La chronique de Jean Rouzaud.
Les éditions Quanto sortent la traduction du livre enquête de Michael Pollan, journaliste scientifique et prof à Berkeley en Californie, Voyage aux confin de l’esprit, 440 pages sur l’histoire du LSD 25, hallucinogène psychédélique…
Une drogue à rentabiliser ?
Une histoire sans fin depuis la découverte inattendue des effets de l’ergot de seigle, synthétisé par Albert Hofmann, pour les laboratoires Sandoz en Suisse en 1938.
La 25e molécule, baptisée « diéthylamide de l’acide lysergique » resta au placard jusqu’en 1943, date à laquelle Hofmann décida de le tester lui-même ! Malgré les 0,25 microgrammes ingérés (minidose), le savant crut devenir fou, puis finit par adhérer à la puissance et aux effets inédits de la molécule magique…
Mais depuis cette date, le monde des chimistes a cherché par tous les moyens à rentabiliser cette drogue, à en faire quelque chose à tout prix, ou plutôt pour en tirer bénéfice. Seulement voilà, les effets étaient incontrôlables et souvent négatifs, conduisant à une sorte de psychose !
Lavage de cerveau, Magic bus, religion nouvelle…

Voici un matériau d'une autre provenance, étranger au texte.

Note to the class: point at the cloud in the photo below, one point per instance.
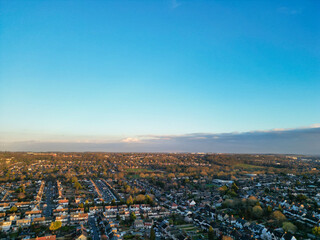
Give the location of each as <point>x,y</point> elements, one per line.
<point>305,140</point>
<point>130,140</point>
<point>288,11</point>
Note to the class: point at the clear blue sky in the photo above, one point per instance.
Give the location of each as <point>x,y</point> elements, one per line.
<point>121,69</point>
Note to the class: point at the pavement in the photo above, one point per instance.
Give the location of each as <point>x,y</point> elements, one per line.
<point>93,226</point>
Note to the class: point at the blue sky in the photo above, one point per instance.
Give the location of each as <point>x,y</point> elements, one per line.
<point>104,71</point>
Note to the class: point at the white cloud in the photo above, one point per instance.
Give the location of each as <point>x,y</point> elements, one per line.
<point>130,140</point>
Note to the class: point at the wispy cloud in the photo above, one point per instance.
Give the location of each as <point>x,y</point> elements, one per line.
<point>131,140</point>
<point>304,140</point>
<point>288,11</point>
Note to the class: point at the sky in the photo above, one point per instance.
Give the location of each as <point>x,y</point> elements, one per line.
<point>163,75</point>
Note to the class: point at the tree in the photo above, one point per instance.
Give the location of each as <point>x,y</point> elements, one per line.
<point>148,199</point>
<point>289,227</point>
<point>133,216</point>
<point>55,225</point>
<point>316,231</point>
<point>223,189</point>
<point>129,200</point>
<point>257,212</point>
<point>278,216</point>
<point>140,198</point>
<point>210,233</point>
<point>77,185</point>
<point>234,187</point>
<point>152,234</point>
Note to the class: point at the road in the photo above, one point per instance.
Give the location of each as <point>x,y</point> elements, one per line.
<point>49,197</point>
<point>93,226</point>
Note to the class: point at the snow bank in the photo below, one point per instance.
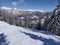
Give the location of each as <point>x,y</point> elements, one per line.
<point>22,36</point>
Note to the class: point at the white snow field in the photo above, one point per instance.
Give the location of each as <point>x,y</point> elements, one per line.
<point>21,36</point>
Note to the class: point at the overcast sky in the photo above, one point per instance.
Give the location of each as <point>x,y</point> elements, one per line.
<point>47,5</point>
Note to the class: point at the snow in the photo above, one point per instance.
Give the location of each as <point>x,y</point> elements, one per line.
<point>22,36</point>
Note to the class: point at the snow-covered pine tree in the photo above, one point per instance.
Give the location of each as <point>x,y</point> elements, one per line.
<point>54,21</point>
<point>3,39</point>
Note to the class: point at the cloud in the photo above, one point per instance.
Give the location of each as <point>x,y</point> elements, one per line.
<point>21,1</point>
<point>14,3</point>
<point>34,10</point>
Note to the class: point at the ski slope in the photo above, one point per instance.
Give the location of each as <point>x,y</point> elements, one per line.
<point>22,36</point>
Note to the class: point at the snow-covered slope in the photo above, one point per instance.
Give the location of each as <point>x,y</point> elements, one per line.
<point>13,35</point>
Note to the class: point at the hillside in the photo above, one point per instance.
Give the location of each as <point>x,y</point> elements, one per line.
<point>13,35</point>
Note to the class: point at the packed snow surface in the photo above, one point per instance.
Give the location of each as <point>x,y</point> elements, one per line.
<point>22,36</point>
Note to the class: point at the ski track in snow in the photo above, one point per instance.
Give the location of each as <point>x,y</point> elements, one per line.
<point>22,36</point>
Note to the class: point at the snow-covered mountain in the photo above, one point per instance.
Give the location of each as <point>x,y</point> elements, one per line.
<point>13,35</point>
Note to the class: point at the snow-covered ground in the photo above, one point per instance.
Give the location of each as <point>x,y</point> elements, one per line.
<point>13,35</point>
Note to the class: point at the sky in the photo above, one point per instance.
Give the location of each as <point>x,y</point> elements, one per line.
<point>46,5</point>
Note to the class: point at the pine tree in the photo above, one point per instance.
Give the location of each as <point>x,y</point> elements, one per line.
<point>3,39</point>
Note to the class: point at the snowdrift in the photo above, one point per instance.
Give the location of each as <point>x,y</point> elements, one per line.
<point>13,35</point>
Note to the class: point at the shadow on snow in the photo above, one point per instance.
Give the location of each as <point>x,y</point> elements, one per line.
<point>46,41</point>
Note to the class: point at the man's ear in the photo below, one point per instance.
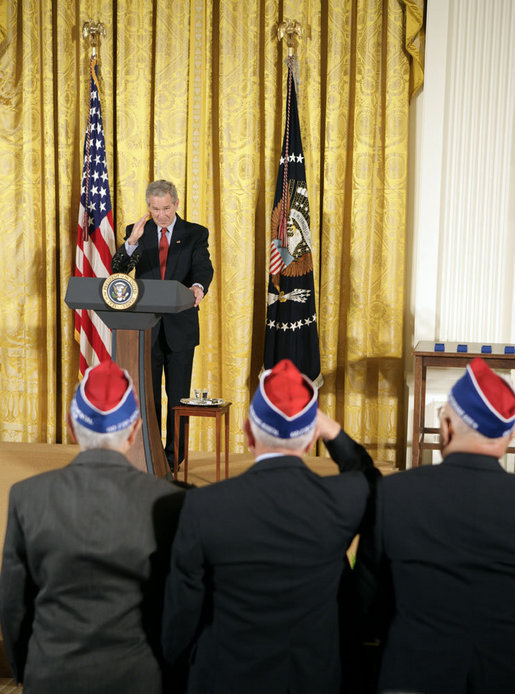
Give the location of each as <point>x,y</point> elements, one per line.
<point>247,430</point>
<point>69,422</point>
<point>134,431</point>
<point>446,431</point>
<point>314,438</point>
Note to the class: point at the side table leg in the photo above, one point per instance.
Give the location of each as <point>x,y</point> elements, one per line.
<point>227,444</point>
<point>416,411</point>
<point>217,446</point>
<point>177,422</point>
<point>186,446</point>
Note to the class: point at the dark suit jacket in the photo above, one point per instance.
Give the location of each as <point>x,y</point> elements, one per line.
<point>447,536</point>
<point>255,576</point>
<point>84,562</point>
<point>188,262</point>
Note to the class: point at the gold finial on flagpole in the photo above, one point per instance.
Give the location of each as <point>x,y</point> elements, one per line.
<point>291,29</point>
<point>93,30</point>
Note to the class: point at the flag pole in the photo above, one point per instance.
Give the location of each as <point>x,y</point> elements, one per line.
<point>291,29</point>
<point>95,229</point>
<point>93,30</point>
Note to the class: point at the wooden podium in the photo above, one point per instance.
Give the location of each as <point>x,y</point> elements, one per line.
<point>131,347</point>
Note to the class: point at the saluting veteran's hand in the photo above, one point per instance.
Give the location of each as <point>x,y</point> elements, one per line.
<point>328,428</point>
<point>137,230</point>
<point>197,293</point>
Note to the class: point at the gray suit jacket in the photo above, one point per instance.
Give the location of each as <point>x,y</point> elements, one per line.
<point>83,569</point>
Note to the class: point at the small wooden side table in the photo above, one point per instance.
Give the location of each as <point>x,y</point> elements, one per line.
<point>452,355</point>
<point>188,411</point>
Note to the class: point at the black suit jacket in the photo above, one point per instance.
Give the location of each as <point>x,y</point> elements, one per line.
<point>255,575</point>
<point>188,262</point>
<point>85,556</point>
<point>445,539</point>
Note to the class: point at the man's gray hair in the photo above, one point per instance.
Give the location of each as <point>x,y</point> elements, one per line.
<point>88,439</point>
<point>270,441</point>
<point>161,188</point>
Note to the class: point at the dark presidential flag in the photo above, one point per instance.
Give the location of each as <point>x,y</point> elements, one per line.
<point>291,324</point>
<point>95,233</point>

L’armée allemande avait tenté des essais comme sérum de vérité ou lavage de cerveau qui furent repris dans les années 50 aux US. Cette satanée drogue devait avoir un usage, vu sa puissance ! Les résultats militaires furent pitoyables, et les soldats testés à leur insu, restaient prostrés, sur le carreau…
Ce gros livre raconte tout, comment Ken Kesey, ou Timothy Leary, tentèrent de s’en emparer : le premier avec ses « merry pranksters » et son « magic bus » pour une tournée psychédélique, le second pour une nouvelle religion « Turn on, Tune in, Drop out » (branchez-vous, accordez-vous, lâchez tout), pratiquée à Palo Alto.
Et toute une génération partit en vrille, car le LSD nettoie le cerveau comme de la Javel, avec, selon les doses, des effets plus ou moins dévastateurs… La polémique fut immense en Amérique et aboutit à l’interdiction en 1967 (malgré ou à cause du « Flower Power »).
Certains restèrent scotchés à une idée positive et révolutionnaire du produit, des psychiatres étaient persuadés d’être à l’aube de découvertes révolutionnaires.
Des dizaines de thérapeutes, psychiatres, pharmacologues, techniciens (sans compter les milliers d’artistes et amateurs de tout bord), continuaient frénétiquement de chercher un dosage, un usage, une voie, une solution positive à ce LSD, devenu embarrassant et déconseillé aux amateurs…)
Et c’est là le meilleur de cette folle épopée : les avis contraires, les dérives et les associations, à cause de grands auteurs consommateurs comme Aldous Huxley ou Henri Michaux, mais aussi des listes de chercheurs mystiques (tous dans CE livre) et la correspondance avec les champignons hallucinogènes du Mexique, contenant de la psilocybine, ou les boutons de Peyotl, contenant aussi des alcaloïdes aux effets semblables…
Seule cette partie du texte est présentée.